ITRI-03-19

Adam Kilgarriff

Linguistic Search Engine

Also published in Proceedings of Corpus Linguistics, Lancaster, UK, March 2003, pp.53-58

We propose to build a linguistic search engine, similar in overall design to Google or Altavista but meeting the specifications and requirements of researchers into language.

 

Language scientists and technologists are increasingly turning to the web as a source of language data, because other resources are not large enough, because they do not contain the types of language the researcher is interested in, or simply because it is free and instantly available.  The default means of access to the web is through a search engine such as Google.

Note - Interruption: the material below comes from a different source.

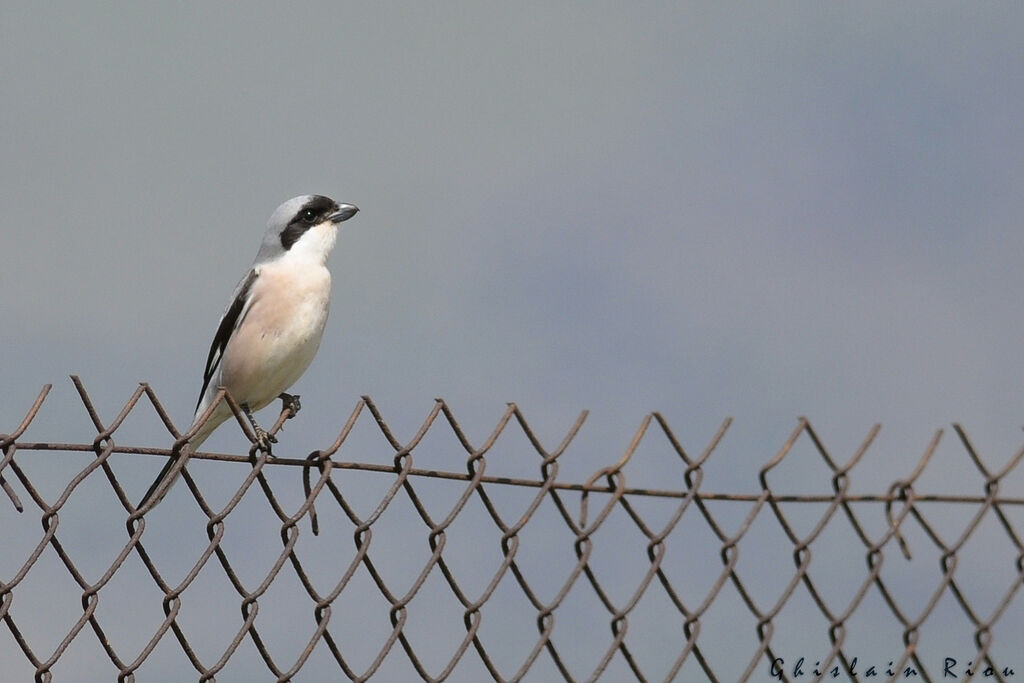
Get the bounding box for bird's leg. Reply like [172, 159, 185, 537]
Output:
[241, 403, 278, 454]
[278, 391, 302, 420]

While the web search engines are dazzlingly efficient pieces of technology and excellent at the task they set themselves, for the linguist they are frustrating.  The search engine results do not present enough instances (Google sets a limit of 2000) or enough context for each instance (Google generally provides a ca 10-word fragment), they are selected according to criteria which are, from a linguistic perspective, distorting, and they do not allow searches to be specified according to linguistic functions such as lemmatization and word class.

 

Each of these goals could straightforwardly be resolved, but approaches to Google to date have gone unanswered. However this suggests a better solution: rather than depend upon existing search engines, it would be far better to set up a linguistic search engine, dedicated to linguists’ interests. Then the kinds of processing and querying would be designed explicitly to meet linguists’ desiderata, without any conflict of interest or ‘poor relation’ role.  Once this is set up, large numbers of possibilities open out. All those processes of linguistic enrichment and `linguistic data mining’ which have been applied with impressive effect to smaller corpora could be applied to the web so that web searches could be specified in terms of linguistically interesting units such as lemmas, word classes, and constituents (e.g. noun phrase) rather than strings. Thesauruses and lexicons could be developed directly from the web.  The way would be open for further anatomizing of web text types and domains, both a topic of interest in itself and one where strategies would be needed so that web-based lexical resources could be developed for specific text types or domains, or so that the biases of the web could be countered to provide ‘general languages’ and ‘sublanguage’ resources from the web.  All of this can potentially be done for all of the many languages for which there is ample data on the web.

 

The web, teeming as it is with language data, of all manner of varieties and languages, in vast quantity and freely available, is potentially a fabulous linguists’ playground.  The Linguistic Search Engine will bring that dream closer to reality.